Finding sweet spot for White's workload a challenge for Patriots

FOXBORO -- On a conference call with reporters Monday afternoon, Bill Belichick detailed the conundrum he and his offensive coaches may face moving forward in terms of how they utilize one of their most valuable assets.

With Sony Michel hurt -- his knee injury is a is not as serious as first thought, according to the NFL Network's Ian Rapoport -- how much can the Patriots heap onto James White's plate?

The pass-catching maven is on pace for 103 receptions in 2018, which would be an NFL record for running backs. White played 45 snaps and had a career-high 11 carries in Sunday's victory over the Bears to go along with eight catches for 57 yards and two scores.

"We just have to take it week by week and see how it goes," Belichick said, "see what type of game plan we would want to evolve into, and then who's available on our side and how we'd want to distribute that. 

"It would just really depend week to week, the answers to those questions. They'd probably be a little different week to week too. We'll just have to see how all that plays out."

The reason the answers to those questions are difficult is because White has been steady regardless of his role this season. It's a pass-happy offense and therefore his usage will remain consistent. But if there are depth issues at the position and the Patriots don't have a true between-the-tackles runner they trust, then White could end up with a share of that workload as well -- as he did on Sunday when he was used heavily in the fourth quarter to help bleed the clock. 

"We have a ton of confidence in James," Belichick said. "He does everything well for us . . . We don't want to overload him, but at the same time, he's certainly capable of doing a significant amount for our football team in a lot of different ways. 

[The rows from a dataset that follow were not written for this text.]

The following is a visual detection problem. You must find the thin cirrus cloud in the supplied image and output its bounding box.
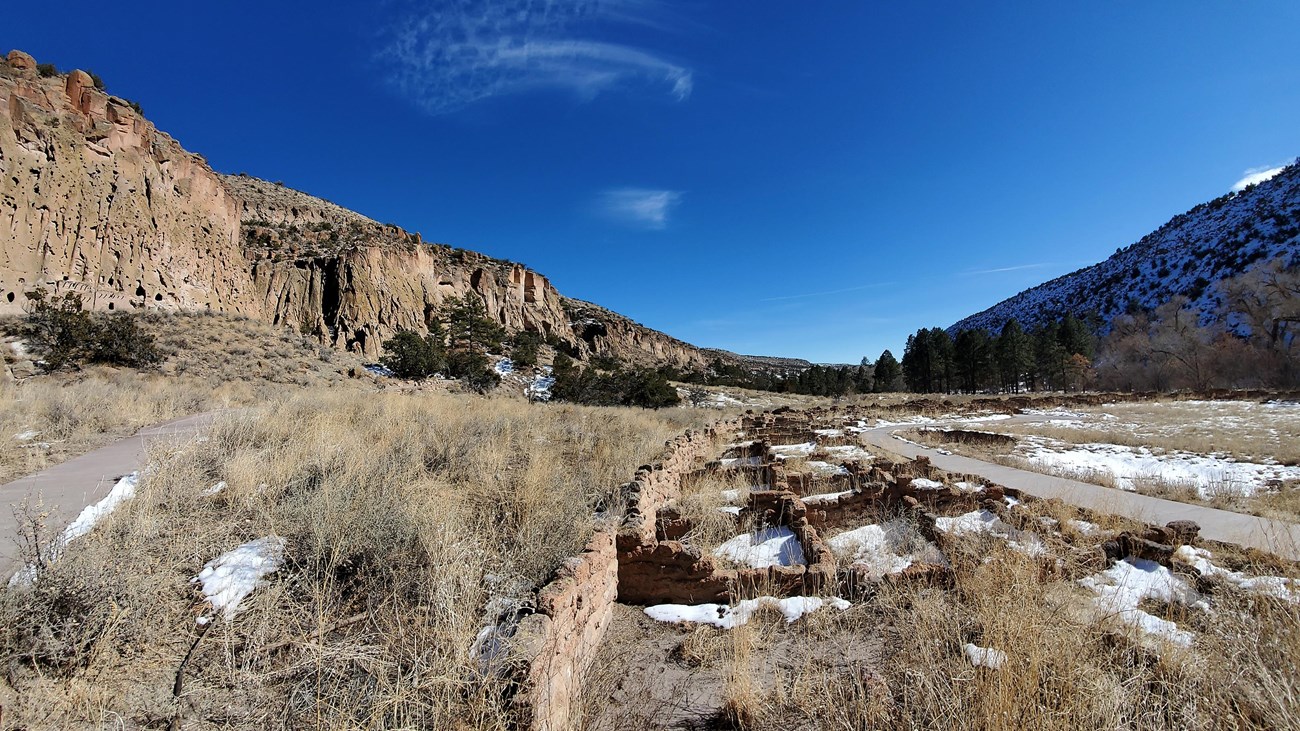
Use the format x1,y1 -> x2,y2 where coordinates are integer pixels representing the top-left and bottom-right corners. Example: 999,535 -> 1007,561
597,187 -> 683,230
380,0 -> 694,114
1232,165 -> 1287,193
961,261 -> 1052,277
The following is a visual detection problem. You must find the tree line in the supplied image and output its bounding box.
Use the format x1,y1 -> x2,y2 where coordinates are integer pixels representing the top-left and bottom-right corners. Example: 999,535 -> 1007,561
902,259 -> 1300,393
902,315 -> 1096,393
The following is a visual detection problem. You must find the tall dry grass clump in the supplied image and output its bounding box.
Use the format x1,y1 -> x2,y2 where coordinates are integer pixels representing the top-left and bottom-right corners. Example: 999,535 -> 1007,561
707,512 -> 1300,731
0,367 -> 266,483
0,392 -> 698,728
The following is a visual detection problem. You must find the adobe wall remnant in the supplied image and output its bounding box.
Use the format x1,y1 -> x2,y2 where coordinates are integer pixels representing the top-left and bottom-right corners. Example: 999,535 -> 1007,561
515,531 -> 619,731
512,424 -> 731,731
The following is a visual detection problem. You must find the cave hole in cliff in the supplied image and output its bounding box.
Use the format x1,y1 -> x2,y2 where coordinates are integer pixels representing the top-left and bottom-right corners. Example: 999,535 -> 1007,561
524,272 -> 541,302
579,320 -> 610,343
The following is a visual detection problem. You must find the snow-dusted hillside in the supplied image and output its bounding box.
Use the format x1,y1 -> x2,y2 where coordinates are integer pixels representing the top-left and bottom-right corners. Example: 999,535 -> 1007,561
950,163 -> 1300,333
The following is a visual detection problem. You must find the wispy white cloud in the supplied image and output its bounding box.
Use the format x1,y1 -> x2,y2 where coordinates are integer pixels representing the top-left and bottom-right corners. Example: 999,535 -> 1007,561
380,0 -> 694,114
597,187 -> 683,230
758,282 -> 894,302
961,261 -> 1052,277
1232,165 -> 1287,193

"We'll try to find a way for him to be productive without putting it all on his shoulders. That's a little bit of a week-to-week thing too. Some weeks might be a little bit different than others."

Week 7 was a busy week for White. Week 8, Monday night in Buffalo, could be as well if Michel has to miss time. When asked about Michel's availability moving forward, Belichick didn't reveal much. 

"We'll put that out in the injury report Wednesday," Belichick said, "when we know a little more."